Alors que le grand voisin du nord, l’Allemagne, occupe une place de leader mondial selon les données, la Suisse reste légèrement en retrait. Elle obtient de très bons résultats dans l’ensemble, joue partout dans la cour des grands, mais a encore une marge de progression ici et là. C’est notamment le cas de ALL. Si l’on compare les données de survie combinées de toutes les formes de LAL, la Suisse, avec 87,9%, se situe par exemple juste derrière les pays du nord de l’Europe que sont la Norvège et le Royaume-Uni, ou encore ses voisins autrichiens et français. Le leader international est l’Allemagne avec 91,6%.
Il est frappant de constater l’extraordinaire amélioration du pronostic dans le domaine de la LAM entre 1995-2004 et 2005-2009, passant d’un peu plus de 53% à 75%. Dans ce domaine, la Suisse a connu la plus forte croissance, notamment avec la Thaïlande (cette dernière à un niveau global nettement plus bas), et les taux se rapprochent de ceux de l’ALL. En 2005-2009, ils étaient de 75,2%. La Suisse n’est plus guère dépassée au niveau international, seule l’Allemagne étant à nouveau légèrement supérieure avec 78,2%. La Suisse obtient également des résultats exceptionnels dans le domaine de la leucémie à cellules B matures.
Les enfants des pays industrialisés sont favorisés
Selon l’étude, les chances d’un enfant atteint de la maladie de la vaincre dépendent fortement du fait qu’il grandisse dans un pays industrialisé ou dans un pays à revenu faible ou moyen. Si l’on considère qu’à un moment donné, en Colombie, seule la moitié des enfants atteints de LAL survivent, alors qu’à un autre moment, en Allemagne, presque tous les enfants survivent, bien que la maladie soit la même et que les personnes concernées ne diffèrent que par leur localisation, la nécessité d’agir apparaît clairement. Le lancement de programmes thérapeutiques multidisciplinaires abordables et adaptés aux conditions locales est donc essentiel.
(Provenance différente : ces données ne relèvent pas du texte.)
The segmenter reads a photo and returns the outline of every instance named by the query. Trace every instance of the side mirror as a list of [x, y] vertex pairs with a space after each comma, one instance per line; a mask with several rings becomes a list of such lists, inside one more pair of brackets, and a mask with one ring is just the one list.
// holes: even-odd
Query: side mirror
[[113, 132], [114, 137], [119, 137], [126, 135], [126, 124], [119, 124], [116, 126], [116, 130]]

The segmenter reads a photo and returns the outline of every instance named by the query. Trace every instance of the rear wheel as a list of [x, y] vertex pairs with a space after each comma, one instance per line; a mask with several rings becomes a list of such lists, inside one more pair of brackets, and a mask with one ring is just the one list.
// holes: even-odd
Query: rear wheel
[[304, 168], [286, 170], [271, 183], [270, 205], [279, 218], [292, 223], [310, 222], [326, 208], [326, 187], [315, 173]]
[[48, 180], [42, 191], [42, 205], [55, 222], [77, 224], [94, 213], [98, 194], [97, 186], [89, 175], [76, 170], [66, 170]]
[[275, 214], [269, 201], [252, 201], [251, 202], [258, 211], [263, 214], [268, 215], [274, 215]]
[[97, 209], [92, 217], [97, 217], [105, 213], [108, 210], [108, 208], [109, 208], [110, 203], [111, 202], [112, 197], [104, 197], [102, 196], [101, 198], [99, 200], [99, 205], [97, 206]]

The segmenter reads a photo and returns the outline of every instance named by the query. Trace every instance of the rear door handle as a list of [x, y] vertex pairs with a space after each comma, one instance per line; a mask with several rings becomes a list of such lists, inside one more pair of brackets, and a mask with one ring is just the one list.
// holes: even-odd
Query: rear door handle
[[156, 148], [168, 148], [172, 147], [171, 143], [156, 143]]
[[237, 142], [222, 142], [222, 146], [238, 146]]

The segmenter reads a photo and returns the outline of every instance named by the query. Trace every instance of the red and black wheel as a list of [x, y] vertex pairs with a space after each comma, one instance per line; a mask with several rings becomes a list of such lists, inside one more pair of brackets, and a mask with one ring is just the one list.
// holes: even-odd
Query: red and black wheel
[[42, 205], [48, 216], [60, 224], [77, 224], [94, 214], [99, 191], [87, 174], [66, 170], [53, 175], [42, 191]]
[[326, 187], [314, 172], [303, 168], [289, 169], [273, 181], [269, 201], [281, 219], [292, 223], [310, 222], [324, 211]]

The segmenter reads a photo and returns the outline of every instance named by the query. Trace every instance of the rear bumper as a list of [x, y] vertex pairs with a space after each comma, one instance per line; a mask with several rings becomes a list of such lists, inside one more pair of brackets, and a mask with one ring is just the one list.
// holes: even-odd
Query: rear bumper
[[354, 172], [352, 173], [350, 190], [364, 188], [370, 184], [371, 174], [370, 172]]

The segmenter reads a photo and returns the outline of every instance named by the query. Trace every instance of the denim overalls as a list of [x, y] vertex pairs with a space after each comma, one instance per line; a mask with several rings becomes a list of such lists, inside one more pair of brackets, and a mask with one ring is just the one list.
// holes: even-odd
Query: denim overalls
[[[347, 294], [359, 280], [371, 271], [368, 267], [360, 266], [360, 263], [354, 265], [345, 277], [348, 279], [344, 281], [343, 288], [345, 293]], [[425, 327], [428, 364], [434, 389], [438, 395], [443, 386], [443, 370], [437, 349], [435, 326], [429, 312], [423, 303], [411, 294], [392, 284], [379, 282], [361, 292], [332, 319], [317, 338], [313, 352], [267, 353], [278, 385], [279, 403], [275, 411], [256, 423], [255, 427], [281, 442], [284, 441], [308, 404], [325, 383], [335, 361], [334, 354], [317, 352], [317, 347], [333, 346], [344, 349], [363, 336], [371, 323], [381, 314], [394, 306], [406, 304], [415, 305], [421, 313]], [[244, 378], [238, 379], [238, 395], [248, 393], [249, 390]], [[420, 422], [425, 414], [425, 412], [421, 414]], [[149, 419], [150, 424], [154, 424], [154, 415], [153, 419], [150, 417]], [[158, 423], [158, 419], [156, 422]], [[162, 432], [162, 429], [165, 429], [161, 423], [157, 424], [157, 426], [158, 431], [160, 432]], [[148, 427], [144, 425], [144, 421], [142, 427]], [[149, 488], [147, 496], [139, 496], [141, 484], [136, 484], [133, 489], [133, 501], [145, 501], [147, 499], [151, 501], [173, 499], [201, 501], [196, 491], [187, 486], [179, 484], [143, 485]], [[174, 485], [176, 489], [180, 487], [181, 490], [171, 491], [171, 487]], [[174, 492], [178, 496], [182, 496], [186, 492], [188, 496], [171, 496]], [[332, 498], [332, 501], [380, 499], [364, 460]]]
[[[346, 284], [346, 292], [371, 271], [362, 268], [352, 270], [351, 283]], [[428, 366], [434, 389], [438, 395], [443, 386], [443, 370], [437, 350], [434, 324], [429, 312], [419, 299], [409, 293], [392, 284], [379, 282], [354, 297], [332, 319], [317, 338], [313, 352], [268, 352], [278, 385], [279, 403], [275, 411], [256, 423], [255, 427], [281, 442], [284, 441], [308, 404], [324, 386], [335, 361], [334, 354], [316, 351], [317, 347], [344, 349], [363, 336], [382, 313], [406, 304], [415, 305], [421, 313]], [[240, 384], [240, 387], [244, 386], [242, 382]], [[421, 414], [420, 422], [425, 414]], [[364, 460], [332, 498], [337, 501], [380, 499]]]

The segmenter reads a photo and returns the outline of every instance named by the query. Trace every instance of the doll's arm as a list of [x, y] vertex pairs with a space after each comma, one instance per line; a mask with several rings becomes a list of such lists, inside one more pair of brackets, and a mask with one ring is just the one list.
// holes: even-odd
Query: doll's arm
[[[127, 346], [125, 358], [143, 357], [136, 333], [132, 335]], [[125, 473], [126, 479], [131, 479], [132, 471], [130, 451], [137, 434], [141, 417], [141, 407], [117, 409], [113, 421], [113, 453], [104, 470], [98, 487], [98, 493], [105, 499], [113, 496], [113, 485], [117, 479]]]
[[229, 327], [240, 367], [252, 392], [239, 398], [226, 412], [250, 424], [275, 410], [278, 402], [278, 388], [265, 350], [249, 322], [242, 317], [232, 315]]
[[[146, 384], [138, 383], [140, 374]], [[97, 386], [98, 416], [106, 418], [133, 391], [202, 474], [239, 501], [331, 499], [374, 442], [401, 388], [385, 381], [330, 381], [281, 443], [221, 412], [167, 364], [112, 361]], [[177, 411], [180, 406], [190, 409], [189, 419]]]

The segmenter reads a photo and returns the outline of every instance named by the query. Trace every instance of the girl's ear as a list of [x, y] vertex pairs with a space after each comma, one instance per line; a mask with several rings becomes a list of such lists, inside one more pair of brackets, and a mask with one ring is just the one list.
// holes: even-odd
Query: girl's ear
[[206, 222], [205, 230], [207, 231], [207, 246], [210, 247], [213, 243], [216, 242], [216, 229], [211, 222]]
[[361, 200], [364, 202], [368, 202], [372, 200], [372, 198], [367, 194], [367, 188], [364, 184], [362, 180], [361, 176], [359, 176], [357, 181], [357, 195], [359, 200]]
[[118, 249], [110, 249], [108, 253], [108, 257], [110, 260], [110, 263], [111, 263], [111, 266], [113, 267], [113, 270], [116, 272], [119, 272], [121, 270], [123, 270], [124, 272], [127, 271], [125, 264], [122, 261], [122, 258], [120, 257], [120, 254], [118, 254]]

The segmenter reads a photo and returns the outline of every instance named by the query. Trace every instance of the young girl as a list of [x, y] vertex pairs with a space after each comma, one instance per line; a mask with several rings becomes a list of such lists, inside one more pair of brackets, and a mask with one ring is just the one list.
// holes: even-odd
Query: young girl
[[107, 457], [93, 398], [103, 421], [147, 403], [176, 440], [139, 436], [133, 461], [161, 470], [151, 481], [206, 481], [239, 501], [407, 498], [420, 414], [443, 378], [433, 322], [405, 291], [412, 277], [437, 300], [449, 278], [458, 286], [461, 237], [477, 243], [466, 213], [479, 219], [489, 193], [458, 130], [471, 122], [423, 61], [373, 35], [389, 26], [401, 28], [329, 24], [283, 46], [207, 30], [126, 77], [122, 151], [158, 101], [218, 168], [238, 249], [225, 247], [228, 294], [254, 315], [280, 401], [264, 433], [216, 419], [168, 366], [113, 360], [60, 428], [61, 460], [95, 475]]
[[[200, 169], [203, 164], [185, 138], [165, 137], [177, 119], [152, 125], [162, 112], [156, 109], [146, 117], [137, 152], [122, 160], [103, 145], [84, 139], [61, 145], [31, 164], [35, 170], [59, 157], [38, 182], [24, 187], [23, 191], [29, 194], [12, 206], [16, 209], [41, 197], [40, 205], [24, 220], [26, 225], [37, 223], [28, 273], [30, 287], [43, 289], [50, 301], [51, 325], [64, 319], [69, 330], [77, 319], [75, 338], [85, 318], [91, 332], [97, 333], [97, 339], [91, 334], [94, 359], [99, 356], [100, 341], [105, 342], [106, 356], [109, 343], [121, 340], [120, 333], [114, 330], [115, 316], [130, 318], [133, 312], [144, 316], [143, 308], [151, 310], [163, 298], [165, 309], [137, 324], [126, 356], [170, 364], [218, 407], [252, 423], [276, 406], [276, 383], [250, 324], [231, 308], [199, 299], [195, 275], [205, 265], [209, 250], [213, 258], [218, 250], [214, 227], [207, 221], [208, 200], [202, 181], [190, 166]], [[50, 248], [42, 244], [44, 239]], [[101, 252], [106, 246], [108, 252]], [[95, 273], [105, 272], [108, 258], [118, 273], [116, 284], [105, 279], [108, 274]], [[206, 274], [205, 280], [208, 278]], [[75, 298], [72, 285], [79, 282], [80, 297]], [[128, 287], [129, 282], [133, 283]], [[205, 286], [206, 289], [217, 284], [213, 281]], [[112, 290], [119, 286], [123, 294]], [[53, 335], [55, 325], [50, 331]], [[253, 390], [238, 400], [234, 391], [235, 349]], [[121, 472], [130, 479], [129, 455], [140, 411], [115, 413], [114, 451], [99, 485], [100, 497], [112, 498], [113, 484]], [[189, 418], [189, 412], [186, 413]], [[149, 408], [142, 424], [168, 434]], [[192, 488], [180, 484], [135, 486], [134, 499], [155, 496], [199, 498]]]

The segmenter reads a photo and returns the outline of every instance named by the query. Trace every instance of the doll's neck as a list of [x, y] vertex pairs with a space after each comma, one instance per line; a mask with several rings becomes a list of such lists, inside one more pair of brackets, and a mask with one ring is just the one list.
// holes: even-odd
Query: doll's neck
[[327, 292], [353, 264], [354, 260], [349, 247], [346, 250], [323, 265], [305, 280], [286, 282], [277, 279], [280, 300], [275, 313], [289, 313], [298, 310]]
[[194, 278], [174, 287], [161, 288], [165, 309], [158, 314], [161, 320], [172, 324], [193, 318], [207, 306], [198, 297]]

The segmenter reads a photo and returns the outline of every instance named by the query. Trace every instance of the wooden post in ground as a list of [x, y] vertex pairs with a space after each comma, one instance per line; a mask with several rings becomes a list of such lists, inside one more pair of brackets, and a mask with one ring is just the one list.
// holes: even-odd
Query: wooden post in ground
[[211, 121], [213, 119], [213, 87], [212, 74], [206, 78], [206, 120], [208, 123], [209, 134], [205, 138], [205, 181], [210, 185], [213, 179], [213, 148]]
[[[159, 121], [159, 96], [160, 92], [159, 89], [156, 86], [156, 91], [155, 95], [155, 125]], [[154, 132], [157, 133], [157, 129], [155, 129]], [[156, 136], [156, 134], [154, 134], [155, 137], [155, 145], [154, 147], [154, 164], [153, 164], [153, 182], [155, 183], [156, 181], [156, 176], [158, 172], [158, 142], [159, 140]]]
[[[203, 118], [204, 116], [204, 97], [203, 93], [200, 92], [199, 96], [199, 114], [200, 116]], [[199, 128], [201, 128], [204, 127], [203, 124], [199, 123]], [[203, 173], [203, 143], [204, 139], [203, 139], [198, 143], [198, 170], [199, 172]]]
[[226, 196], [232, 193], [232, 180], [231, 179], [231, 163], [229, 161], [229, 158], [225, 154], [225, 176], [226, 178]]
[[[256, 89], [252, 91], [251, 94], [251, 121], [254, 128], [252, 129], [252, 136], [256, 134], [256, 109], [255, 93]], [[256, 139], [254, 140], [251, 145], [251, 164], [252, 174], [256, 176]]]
Source : Bonaventure A, et al. : Worldwide comparison of survival from childhood leukaemia for 1995-2009, by sub-type, age, and sex (CONCORD-2) : a population-based study of individual data for 89 828 children from 198 registries in 53 countries. The Lancet Haematology 2017 ; 4(5) : e202-e217.
Littérature :
- Ferlay J, et al. : Cancer incidence and mortality worldwide : sources, methods and major patterns in GLOBOCAN 2012. Int J Cancer 2015 ; 136 : e359-e386.
- Coleman MP, et al : Cancer survival in five continents : a worldwide population-based study (CONCORD). Lancet Oncol 2008 ; 9 : 730-756.
- Allemani C, et al : Global surveillance of cancer survival 1995-2009 : analysis of individual data for 25 676 887 patients from 279 population-based registries in 67 countries (CONCORD-2). Lancet 2015 ; 385 : 977-1010.
- Magrath I, et al : Cancer pédiatrique dans les pays à faible revenu et à revenu intermédiaire. Lancet Oncol 2013 ; 14 : e104-e116.